Online adaptive dose restoration in intensity modulated proton therapy of lung cancer to account for inter-fractional density changes

• Published in: Physics and imaging in radiation oncology Vol. 15; pp. 30 - 37
• Main Authors: Borderías Villarroel, Elena, Geets, Xavier, Sterpin, Edmond
• Format: Journal Article
• Language: English
• Published: Netherlands Elsevier B.V 01.07.2020; Elsevier
• Subjects: Adaptive proton therapy; Adaptive radiation therapy; Automated adaptation; Original; Proton therapy; Range uncertainties; Range uncertainties; Proton therapy; Adaptive proton therapy; Adaptive radiation therapy; Automated adaptation
• ISSN: 2405-6316; 2405-6316
• DOI: 10.1016/j.phro.2020.06.004

•An online adaptive workflow based on automatic dose restoration was implemented.•Restoration aims at compensating density changes by reproducing the planned dose.•Our tool mitigates the impact of inter-fractional density changes in proton therapy.•The need of comprehensive offline adaptation is reduced by introducing restoration.•Dose restoration improves target coverage and robustness respect to no adaptation. In proton therapy, inter-fractional density changes can severely compromise the effective delivery of the planned dose. Such dose distortion effects can be accounted for by treatment plan adaptation, that requires considerable automation for widespread implementation in clinics. In this study, the clinical benefit of an automatic online adaptive strategy called dose restoration (DR) was investigated.

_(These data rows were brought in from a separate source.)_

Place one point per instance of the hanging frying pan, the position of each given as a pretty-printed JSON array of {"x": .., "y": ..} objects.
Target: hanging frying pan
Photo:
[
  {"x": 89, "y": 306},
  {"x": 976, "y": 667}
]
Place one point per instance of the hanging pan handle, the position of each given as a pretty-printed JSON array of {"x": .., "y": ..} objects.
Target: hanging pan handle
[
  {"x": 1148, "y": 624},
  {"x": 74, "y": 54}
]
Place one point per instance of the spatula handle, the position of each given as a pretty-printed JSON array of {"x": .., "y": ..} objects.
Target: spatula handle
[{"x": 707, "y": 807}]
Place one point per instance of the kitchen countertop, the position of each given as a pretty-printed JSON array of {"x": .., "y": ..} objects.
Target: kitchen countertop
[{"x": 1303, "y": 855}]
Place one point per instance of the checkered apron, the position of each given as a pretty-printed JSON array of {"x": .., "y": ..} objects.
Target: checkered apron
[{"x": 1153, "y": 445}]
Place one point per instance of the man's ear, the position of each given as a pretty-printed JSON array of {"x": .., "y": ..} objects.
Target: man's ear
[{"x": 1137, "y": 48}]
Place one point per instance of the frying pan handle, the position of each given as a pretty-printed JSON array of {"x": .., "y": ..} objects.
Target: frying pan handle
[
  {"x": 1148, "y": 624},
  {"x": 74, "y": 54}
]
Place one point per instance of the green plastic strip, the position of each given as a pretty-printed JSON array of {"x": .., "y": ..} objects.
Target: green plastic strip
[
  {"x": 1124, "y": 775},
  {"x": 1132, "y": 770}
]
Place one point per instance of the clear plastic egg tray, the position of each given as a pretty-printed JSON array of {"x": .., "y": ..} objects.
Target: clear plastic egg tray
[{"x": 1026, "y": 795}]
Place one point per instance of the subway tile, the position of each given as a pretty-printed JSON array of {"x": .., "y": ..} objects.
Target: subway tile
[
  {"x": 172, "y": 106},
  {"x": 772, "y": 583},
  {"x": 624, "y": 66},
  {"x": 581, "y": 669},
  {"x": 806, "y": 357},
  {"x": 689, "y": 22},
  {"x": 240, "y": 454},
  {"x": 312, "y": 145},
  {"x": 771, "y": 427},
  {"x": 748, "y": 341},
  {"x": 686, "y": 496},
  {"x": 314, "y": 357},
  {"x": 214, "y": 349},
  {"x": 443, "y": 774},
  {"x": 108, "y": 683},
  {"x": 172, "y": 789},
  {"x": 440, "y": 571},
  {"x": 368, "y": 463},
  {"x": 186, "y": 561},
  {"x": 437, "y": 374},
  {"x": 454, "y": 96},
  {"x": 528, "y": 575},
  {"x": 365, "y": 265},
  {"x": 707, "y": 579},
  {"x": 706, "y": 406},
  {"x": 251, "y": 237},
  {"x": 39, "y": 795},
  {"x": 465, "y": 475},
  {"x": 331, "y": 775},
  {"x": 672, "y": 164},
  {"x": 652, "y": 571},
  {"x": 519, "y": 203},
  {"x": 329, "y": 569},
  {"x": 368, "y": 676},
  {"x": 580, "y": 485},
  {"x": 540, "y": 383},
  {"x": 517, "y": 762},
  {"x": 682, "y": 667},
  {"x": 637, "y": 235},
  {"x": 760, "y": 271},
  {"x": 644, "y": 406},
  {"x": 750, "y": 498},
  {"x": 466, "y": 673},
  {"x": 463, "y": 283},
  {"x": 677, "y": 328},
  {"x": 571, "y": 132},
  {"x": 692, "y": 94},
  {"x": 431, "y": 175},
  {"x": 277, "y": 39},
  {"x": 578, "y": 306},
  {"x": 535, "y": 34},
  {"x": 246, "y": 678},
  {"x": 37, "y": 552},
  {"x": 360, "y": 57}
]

Our objective was to assess to what extent DR could replace the need for a comprehensive offline adaptive strategy. The fully automatic and robust DR workflow was evaluated in a cohort of 14 lung IMPT patients that had a planning-CT and two repeated 4D-CTs (rCT1,rCT2). Initial plans were generated using 4D-robust optimization (including breathing-motion, setup and range errors). DR relied on isodose contours generated from the initial dose and associated patient specific weighted objectives to mimic this initial dose in repeated-CTs. These isodose contours, with their corresponding objectives, were used during re-optimization to compensate proton range distortions disregarding re-contouring. Robustness evaluations were performed for the initial, not-adapted and restored (adapted) plans. The resulting DVH-bands showed overall improvement in DVH metrics and robustness levels for restored plans, with respect to not-adapted plans. According to CTV coverage criteria (D95%>95%Dprescription) in not-adapted plans, 35% (5/14) of the cases needed offline adaptation. After DR, Median(D95%) was increased by 1.1 [IQR,0.4] Gy and only one patient out of 14 (7%) still needed offline adaptation because of important anatomical changes. DR has the potential to improve CTV coverage and reduce offline adaptation rate.